Kumi Naidoo, a veteran of the apartheid struggles in South Africa, is now executive director of Greenpeace International. Walking along the beach with him the other day in Durban, where we are attending the United Nations climate-change negotiations, I asked him whether he’d played there as a child. He gave me an odd look and replied slowly, carefully choosing his words: “Oh no,” he said. “Though we would stand over there sometimes and watch the white children play. We weren’t allowed to play on the beach.”
Our world has entirely changed in the past 20 years. Undoubtedly, it will change again in the next two decades. The untold story in Durban during these climate negotiations is how the change we’re currently experiencing is creating a cleaner, safer and more stable economy. The pace of change of both renewable energy and energy efficiency technology and investment in the past two years is faster than the change in the past 20. In 2009 and 2010, the UN says, investment in new renewable electricity capacity exceeded the combined new investment of coal, gas and nuclear combined.
We’re truly living a tipping point in which the foundation of industrial activity is being re-envisioned. Once the pipe dream of some West Coast hippies, renewable energy, super-efficient high-speed electric rail and electric cars are now big business and possible at a scale many didn’t think possible just a couple of years ago. This year, solar achieved price parity with coal in Australia. The basic fact is that the initial infrastructure spending is starting to look a lot more attractive as oil prices rise.
This week, Environment Minister Peter Kent delivered a speech that caused Canadians at the conference to apologize profusely to other delegates. Youth activists received applause from governments around the world when they protested during Mr. Kent’s speech. Many of these countries are experiencing the brutal impact of climate change. Estimates this year are that 300 million people have lost their homes or been pushed to extreme poverty as a result of the increase in violent storms and droughts and the related spiralling food prices and water scarcity.

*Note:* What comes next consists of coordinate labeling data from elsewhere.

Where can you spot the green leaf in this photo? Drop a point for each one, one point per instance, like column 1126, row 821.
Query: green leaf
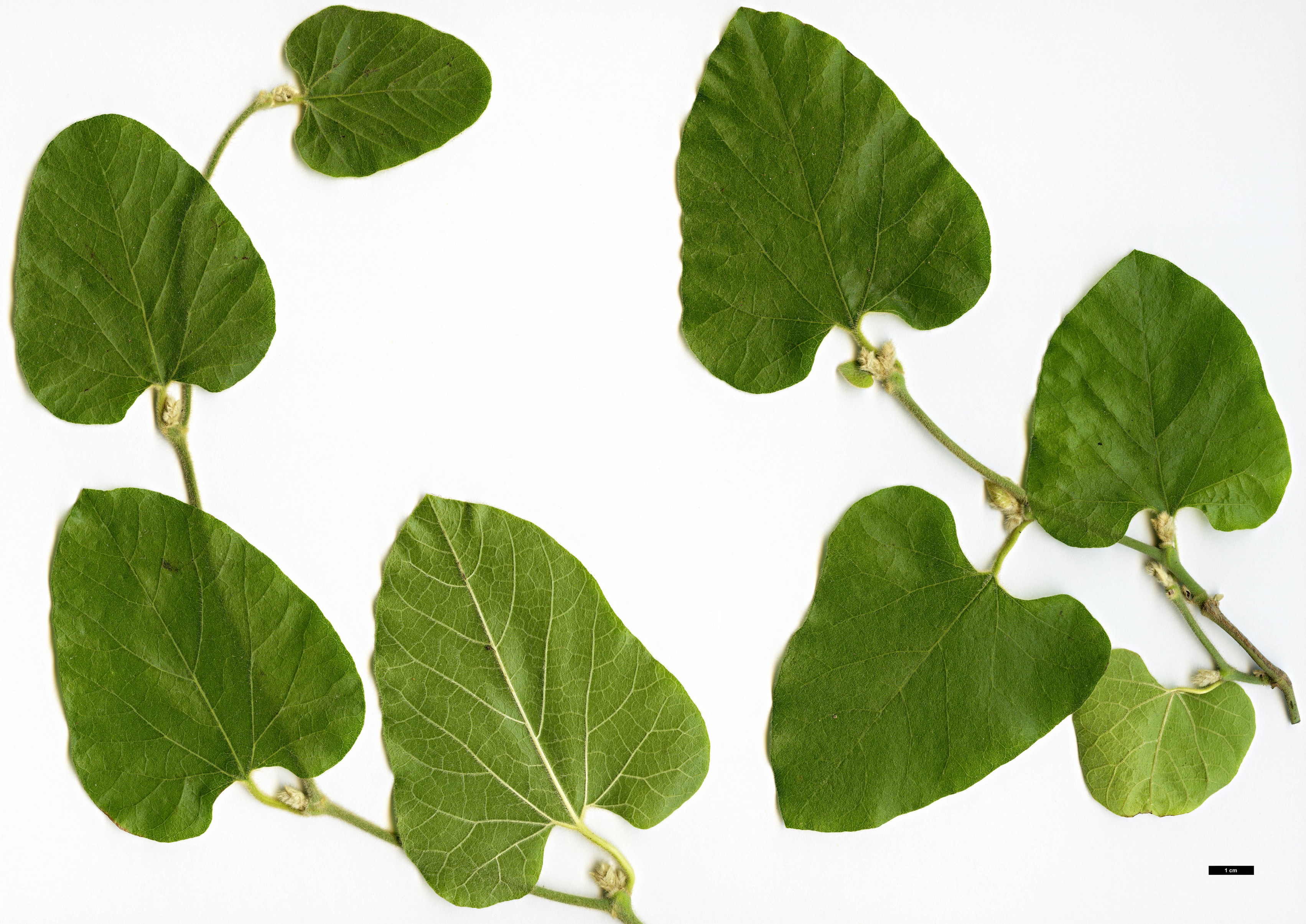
column 380, row 89
column 514, row 700
column 1146, row 748
column 131, row 273
column 915, row 675
column 187, row 659
column 1152, row 397
column 812, row 197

The developing countries and big emerging economies have clearly stated that they’re willing to do their part, but only if developed countries take responsibility for the mess we’re in (there’s a time lag between carbon release and impact, and the current climatic changes are a result of the carbon locked into the atmosphere from pollution the developed world has spewed out) and recommit to existing agreements (referred to as the second round of Kyoto).
Canada’s position that it won’t agree to Kyoto or talk about a legally binding agreement until 2015 is swinging a wrecking ball through the conference.

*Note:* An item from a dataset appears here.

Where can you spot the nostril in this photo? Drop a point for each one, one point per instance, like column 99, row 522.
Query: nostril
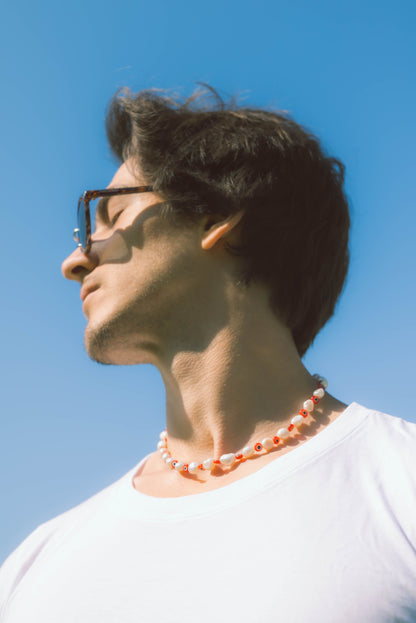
column 77, row 269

The saddest conversation I had this week was with an older European diplomat. “What happened to the Canada that was always a problem-solver and a leader on the world stage?” he asked me. Today, our policy seems to be written in the oil patch or in Washington. It’s true that oil is an economic engine in this country, but by making it the only game in town, our government is building an extremely fragile house of cards that is increasingly dependent on volatile oil prices and saddles us with a massive toxic and carbon footprint.
Prime Minister Stephen Harper is underestimating the capacity of Canadians to rise to the challenge of creating a new green economy. If there were any doubt that it could be done, we have only to look to Germany. It has become one of the world’s solar leaders, creating more than a quarter of a million jobs in the past decade and untold millions of dollars in revenue.

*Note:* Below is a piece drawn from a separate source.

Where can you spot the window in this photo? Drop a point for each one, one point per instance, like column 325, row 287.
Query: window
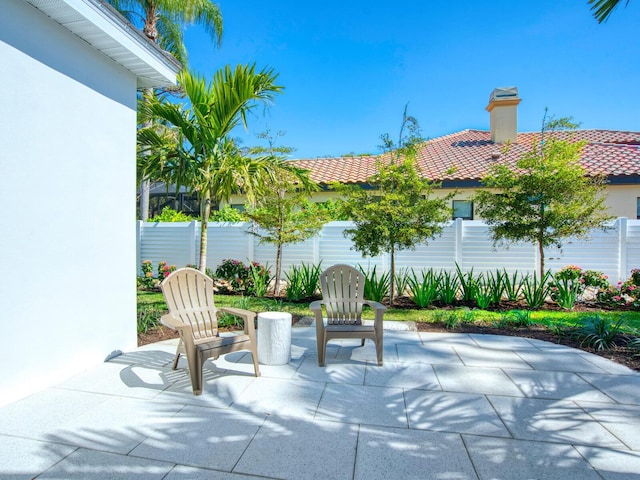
column 463, row 209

On the opening day of the Durban summit, Christiana Figueres, the UN’s chief climate negotiator, quoted Nelson Mandela: “It always seems impossible until it’s done.” I’m sure it seemed impossible to the black children on the beach all those years ago that they would ever see a day when they would have the freedom to leap in the surf like the other kids.
We will build a safer, cleaner, low-carbon economy in Canada and, in fact, globally. It will happen by design or default. The countries that step up and design the transition will be world leaders and will be able to proudly tell their children of how we narrowly escaped having so much carbon trapped in the atmosphere that there was no turning back. What story will we be telling in Canada?
Tzeporah Berman is co-director of Greenpeace International’s climate and energy program. Her first book, This Crazy Time , was just published by Knopf Canada.